US20050060156A1

US20050060156A1 - Speech synthesis

Info

Publication number: US20050060156A1
Application number: US10/914,583
Authority: US
Inventors: Gerald Corrigan; Steven Albrecht
Original assignee: Motorola Inc
Current assignee: Google Technology Holdings LLC
Priority date: 2003-09-17
Filing date: 2004-08-09
Publication date: 2005-03-17
Also published as: EP1665229A4; WO2005036524A3; EP1665229A2; ATE443908T1; DE602004023309D1; EP1665229B1; WO2005036524A2

Abstract

In a speech synthesis technique used in a network (110, 115), a set of text words is accepted by a speech engine software function (210) in a client device (105). From the set of text words, an invalid subset of text words is determined for which the text words are not in a word synthesis dictionary of the client device. The invalid subset of text words is transmitted over the network to a server device (120), which generates a set of word pronunciations including at least a portion of the text words of the invalid subset of text words and pronunciations associated with each of the text words. The client device uses the pronunciations for speech synthesis and may store them in a local word synthesis dictionary (220) stored in a memory (150) of the client device.

Description

BACKGROUND

Speech synthesis, or text-to-speech (TTS) conversion, requires that pronunciations be determined for each word in the text. The process controlling the conversion, known as a speech engine, typically has access to one or more pronunciation dictionaries, or lexical files, that store pronunciations of text words that are expected to be processed by the speech engine. For example, one pronunciation dictionary may be a dictionary of common words and another pronunciation dictionary may be provided to the search engine by a particular software application for words that are unique to the application, while the application is running. However, it can be expected that some words are not in a given set of pronunciation dictionaries, so methods are also included in the speech engine for generating pronunciations for unknown words without using a pronunciation dictionary. These methods are error-prone.
TTS is a highly desirable feature in many situations, of which two examples are when a cellular telephone is being used by a driver, and when a cellular phone is used by a sight impaired person. Thus, TTS is valuable in electronic devices having limited resources, so there is a challenge to minimize the size of pronunciation dictionaries used in such resource limited devices, while at the same time minimizing pronunciation errors for unknown words.
The two examples described above are situations of a client device (a cellular telephone) that are typically operated in a radio communication system, by which the client devices can be connected to the world-wide-web. The world-wide-web consortium (W3C) is developing a standard for pronunciation dictionaries for speech applications written using such tools as VoiceXML (located at URL www.w3.org/TR/lexicon-reqs).

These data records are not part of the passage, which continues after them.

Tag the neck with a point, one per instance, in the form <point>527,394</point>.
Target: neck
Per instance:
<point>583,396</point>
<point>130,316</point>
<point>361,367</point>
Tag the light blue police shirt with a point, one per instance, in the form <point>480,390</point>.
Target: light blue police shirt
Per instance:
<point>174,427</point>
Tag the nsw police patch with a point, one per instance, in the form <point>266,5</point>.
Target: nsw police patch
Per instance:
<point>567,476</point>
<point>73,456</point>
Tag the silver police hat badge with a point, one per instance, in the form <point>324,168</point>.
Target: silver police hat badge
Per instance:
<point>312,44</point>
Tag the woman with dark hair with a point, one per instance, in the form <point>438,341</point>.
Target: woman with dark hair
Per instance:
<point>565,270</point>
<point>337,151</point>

BRIEF DESCRIPTION OF THE DRAWINGS

The present invention is illustrated by way of example and not limitation in the accompanying figures, in which like references indicate similar elements, and in which:
FIG. 1 is an electrical block diagram that shows a communication system that includes a client device in accordance with an embodiment of the present invention.
FIG. 2 is a software block diagram that shows a programming model of the client device of FIG. 1.
FIG. 3 is a flow chart of a method of speech synthesis method used in the communication system of FIG. 1.
Skilled artisans will appreciate that elements in the figures are illustrated for simplicity and clarity and have not necessarily been drawn to scale. For example, the dimensions of some of the elements in the figures may be exaggerated relative to other elements to help to improve understanding of embodiments of the present invention.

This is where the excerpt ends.